“There’s a time for daring and there’s a time for caution, and a wise man understands which is called for.” –Robin Williams
By Cosmas Omegoh
Attorney General of the Federation and Minister of Justice, Abubakar Malami (SAN), has been vocal lately. He has been making the news and grabbing bold headlines.
Many would agree that over the past days and weeks, Malami has had his foot on the throttle pedal. Each press on the pedal triggers a chain of controversy, which he relishes.
Barely one month ago, Malami stirred the hornet nest with his comments on open cattle grazing. He had a big face-off with the 17 Southern governors after they voiced out their rejection of open grazing in the region.
Malami had berated the governors for daring to declare that open grazing in the region remains banned. Malami speaking from his high horse declared their stand as “unconstitutional,” insisting that their stand “does not align with the provisions of the Constitution, hence it does not hold water.”
Speaking on a television programme on Channels Television Politics Today, he said: “It is about constitutionality within the context of the freedoms expressed in our constitution. Can you deny the rights of a Nigerian?”
Sounding magisterial, Malami advised the Southern governors to realise that their decision amounted to a breach of the right of herders who ought to have unfettered access to lands in the South for their grazing business. But he was silent on the alleged mindless pillaging of areas in the South by the herders and the colossal damage they are continuously accused of doing to the live and livelihood of their host communities and residents.
Malami advised the governor thus: “If you are talking of constitutionally-guaranteed rights, the better approach to it is to perhaps go back to ensure the Constitution is amended.”
An analyst said that Malami’s insistence that Southern governors should resort to the National Assembly is an age-long ploy deployed by the North to kill issues they reject. And Malami was a mere master’s voice.
In his attempt to hammer home his thoughts on the same right of herders, Malami had gone the extra mile as he laboured to connect the unrelated: spare parts trading.
He said: “For example, it is as good as saying, perhaps … the northern governors coming together to say they prohibit spare parts trading in the North.
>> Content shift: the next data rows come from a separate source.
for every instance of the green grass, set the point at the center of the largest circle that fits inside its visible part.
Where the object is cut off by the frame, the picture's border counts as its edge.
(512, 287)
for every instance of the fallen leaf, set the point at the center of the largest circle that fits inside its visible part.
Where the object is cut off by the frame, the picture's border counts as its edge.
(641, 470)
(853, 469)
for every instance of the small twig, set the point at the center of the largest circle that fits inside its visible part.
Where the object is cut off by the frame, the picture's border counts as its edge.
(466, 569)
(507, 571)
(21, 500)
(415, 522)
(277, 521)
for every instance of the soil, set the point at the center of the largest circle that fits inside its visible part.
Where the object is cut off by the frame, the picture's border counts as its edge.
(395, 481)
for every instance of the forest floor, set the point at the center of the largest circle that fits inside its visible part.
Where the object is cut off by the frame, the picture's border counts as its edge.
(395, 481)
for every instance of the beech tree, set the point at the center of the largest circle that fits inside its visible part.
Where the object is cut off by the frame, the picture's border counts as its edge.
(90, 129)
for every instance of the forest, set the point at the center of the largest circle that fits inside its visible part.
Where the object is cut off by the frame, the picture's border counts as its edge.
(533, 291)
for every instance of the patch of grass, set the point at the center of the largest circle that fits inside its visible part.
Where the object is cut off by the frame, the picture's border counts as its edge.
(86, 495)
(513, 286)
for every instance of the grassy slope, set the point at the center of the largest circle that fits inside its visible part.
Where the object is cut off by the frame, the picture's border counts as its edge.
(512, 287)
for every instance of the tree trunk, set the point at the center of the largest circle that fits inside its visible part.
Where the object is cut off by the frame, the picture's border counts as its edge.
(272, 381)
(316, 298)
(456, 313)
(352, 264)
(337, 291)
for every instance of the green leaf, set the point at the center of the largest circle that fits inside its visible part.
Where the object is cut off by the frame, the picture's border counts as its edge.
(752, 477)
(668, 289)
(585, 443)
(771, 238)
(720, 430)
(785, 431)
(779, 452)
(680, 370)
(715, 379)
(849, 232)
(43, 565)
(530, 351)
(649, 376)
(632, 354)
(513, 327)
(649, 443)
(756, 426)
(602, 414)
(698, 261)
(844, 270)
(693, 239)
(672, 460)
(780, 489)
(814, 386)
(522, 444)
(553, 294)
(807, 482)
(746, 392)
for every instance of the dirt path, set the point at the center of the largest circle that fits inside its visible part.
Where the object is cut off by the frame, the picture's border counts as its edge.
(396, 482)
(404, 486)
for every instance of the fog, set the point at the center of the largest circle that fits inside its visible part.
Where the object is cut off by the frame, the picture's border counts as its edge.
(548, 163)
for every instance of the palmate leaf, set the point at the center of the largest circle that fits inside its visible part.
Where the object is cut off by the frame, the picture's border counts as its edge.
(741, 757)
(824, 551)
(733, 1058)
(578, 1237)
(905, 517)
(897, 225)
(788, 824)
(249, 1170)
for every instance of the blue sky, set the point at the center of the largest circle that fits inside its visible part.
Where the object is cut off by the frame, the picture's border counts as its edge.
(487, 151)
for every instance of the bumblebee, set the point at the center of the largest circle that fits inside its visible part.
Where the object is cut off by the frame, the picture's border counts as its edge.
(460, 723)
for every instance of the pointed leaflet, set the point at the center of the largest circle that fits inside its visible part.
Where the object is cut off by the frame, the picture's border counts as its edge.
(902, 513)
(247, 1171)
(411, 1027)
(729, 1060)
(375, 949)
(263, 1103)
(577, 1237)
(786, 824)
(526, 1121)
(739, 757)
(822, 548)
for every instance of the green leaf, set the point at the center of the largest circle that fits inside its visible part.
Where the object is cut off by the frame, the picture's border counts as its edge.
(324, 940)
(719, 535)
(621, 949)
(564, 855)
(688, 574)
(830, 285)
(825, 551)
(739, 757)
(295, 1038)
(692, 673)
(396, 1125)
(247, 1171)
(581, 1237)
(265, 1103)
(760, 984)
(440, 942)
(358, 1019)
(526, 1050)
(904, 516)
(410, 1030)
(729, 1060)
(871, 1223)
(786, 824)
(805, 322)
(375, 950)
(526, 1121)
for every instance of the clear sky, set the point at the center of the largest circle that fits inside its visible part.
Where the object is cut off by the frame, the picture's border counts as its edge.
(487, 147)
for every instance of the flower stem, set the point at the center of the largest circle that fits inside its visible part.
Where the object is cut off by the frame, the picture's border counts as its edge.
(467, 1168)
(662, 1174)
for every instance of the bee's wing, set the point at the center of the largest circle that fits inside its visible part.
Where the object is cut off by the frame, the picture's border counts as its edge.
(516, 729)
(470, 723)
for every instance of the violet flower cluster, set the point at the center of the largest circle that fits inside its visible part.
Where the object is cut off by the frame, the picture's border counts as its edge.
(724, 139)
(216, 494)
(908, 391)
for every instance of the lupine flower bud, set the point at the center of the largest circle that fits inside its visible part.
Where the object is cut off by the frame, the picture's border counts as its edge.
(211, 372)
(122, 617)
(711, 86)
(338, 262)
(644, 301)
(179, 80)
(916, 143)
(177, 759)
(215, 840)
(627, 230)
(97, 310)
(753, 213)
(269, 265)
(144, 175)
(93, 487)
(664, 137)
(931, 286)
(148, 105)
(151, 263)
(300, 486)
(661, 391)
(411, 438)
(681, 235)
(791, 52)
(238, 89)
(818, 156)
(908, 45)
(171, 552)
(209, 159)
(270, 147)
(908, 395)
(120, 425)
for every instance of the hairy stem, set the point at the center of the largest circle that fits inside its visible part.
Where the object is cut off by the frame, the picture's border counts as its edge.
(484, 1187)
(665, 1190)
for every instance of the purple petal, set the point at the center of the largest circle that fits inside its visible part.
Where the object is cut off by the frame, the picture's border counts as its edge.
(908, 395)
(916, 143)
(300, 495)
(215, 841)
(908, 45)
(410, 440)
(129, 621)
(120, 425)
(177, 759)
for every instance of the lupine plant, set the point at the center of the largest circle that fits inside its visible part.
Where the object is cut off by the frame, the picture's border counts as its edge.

“Does it hold water? Does it hold water for a northern governor to come and state expressly that he now prohibits spare parts trading in the North?”
For this analogy, his traducers had repeatedly given him great bashing. His comments, many maintain, went far to betray his inner feelings for a particular section of the country largely associated with spare parts trading.
Those who could not draw a connecting line between open grazing and spare parts trading said Malami missed the mark by miles, saying it was akin to comparing oranges with carrots.
None of Malami’s defence and those offered by his friends and acolytes could soothe the anger of a cross section of Nigerians who believed his outing on the occasion was in bad taste. Some had even gone ahead to criticise him for pandering to a section of the public.
Just when many were getting over what Malami said and did with the governors, he returned to the mix again, following the recent face-off between the Federal Government and the microblogging outfit, Twitter. It was a turf that offered Malami another opportunity to pick his fight with the public.
Following the ban on Twitter announced by the Minister of Information and Communication, Alhaji Lai Mohammed, many Nigerians had gone ahead to bye-pass the order through the use of Virtual Private Network (VPN).
Upon realising this, Malami had directed the office of the Public Prosecution of the Federation (DPPF) to go ahead to prosecute violators of the ban.
He spoke through a release issues by his media office, saying that the “Attorney-General of the Federation, Abubakar Malami, has ordered the prosecution of offenders of the Federal Government ban on Twitter operations in Nigeria.
“The AGF directed the Director of Public Prosecution of the Federation (DPPF) to swing into action and commence in earnest the process of prosecution of violators of the Federal Government de-activation of operations of Twitter in Nigeria.”
Not many Nigerian Twitter users welcomed Malami’s directive in good faith. Those still ruing the deprivation of their right to Twitter in running their lives and businesses did not find the ban funny. They had thought that bypassing the directive through VPN was a sure way to get going. How wrong they were?
Malami’s declaration that anyone found still tweeting would be prosecuted tended to worsen matters. It was more like robbing salt on injury. Many could not take it. They poured out their anger with an avalanche of criticism. Perhaps they hit the bull’s eye.
Perhaps realising the implication his stance on the Twitter charge would mean for both country and citizens, Malami went ahead to make a U-turn and declared that it is the right of the people to tweet. This is double speak of some sort, some said.
Now this is what Malami said: “It is within their guaranteed fundamental right to tweet from anywhere in the world. Nigeria, being a democratic nation, cannot stop its citizens from exercising their rights of freedom of expression.
“But our position on Twitter is clear: Anyone, whether individual or corporate institution that enables Twitter to circumvent the ban the Federal Government of Nigeria placed on the company, will be prosecuted.”
For his recent face off with the public, some people believe he needs to exercise caution. Some recall that he needs to continue to enjoy the confidence of all. And that history will be happier he did and treads on the slippery path of power with greater caution.